Sunday 12 October 2014

Adventures in continuous delivery, our build/deployment pipeline

Overview

We have been undergoing a bit of a dev-ops revolution at work. We have been on a mission to automate everything, well as much is as possible. Exciting times but we are still only just setting out on this adventure, I wanted to document where we are currently at.

First a brief overview of what we have. We have many many small windows services, websites and apis each belonging to a service and performing a specific role. I must quickly add we are a microsoft shop. More and more are our services moving towards a proper service orientated architecture. I hesitate to use the term micro services as it's so hard to pin a definition on the term but let's just say they are quite small, focused on a single responsibility.
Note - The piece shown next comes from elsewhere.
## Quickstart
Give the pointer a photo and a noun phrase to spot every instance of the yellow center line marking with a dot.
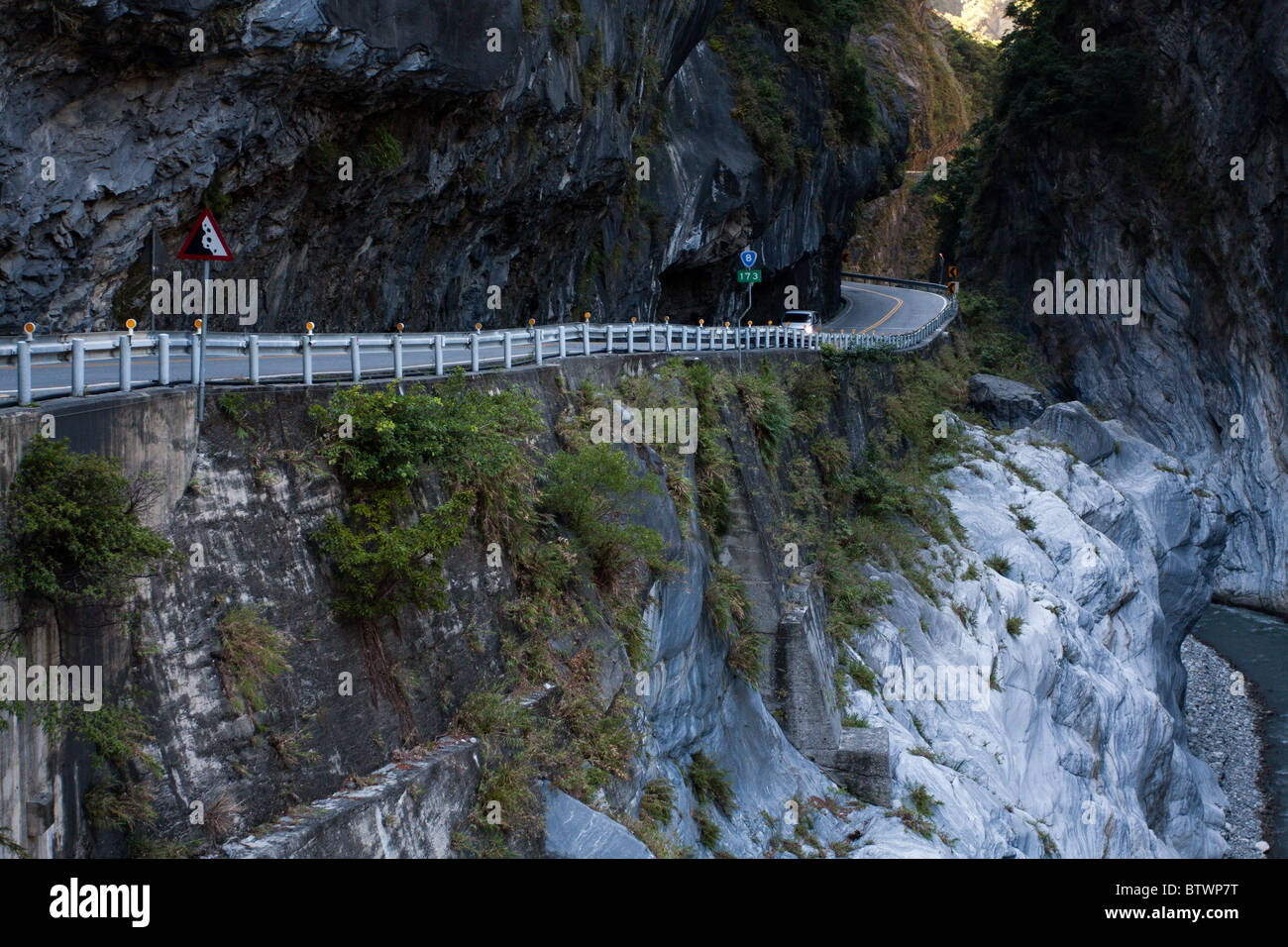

We have 5 or 6 SPA apps mainly written with durandal and angular. 7 or 8 different APIs serving data to these apps and to external parties. 10 to 15 windows services which mostly publish and subscribe to N service bus queues.

We currently have 8 environments that we need to deploy to (going to be difficult to do this by hand, me thinks) including CI, QA*, Test*, Pre-prod* and live* (* the last 4 are doubled as we deploy into 2 different regions which both operate slightly differently and have different config and testing). This list is growing with every month that passes. We really really needed some automation, when it was just 3 environments in the UK region we just about got by with manual deployments.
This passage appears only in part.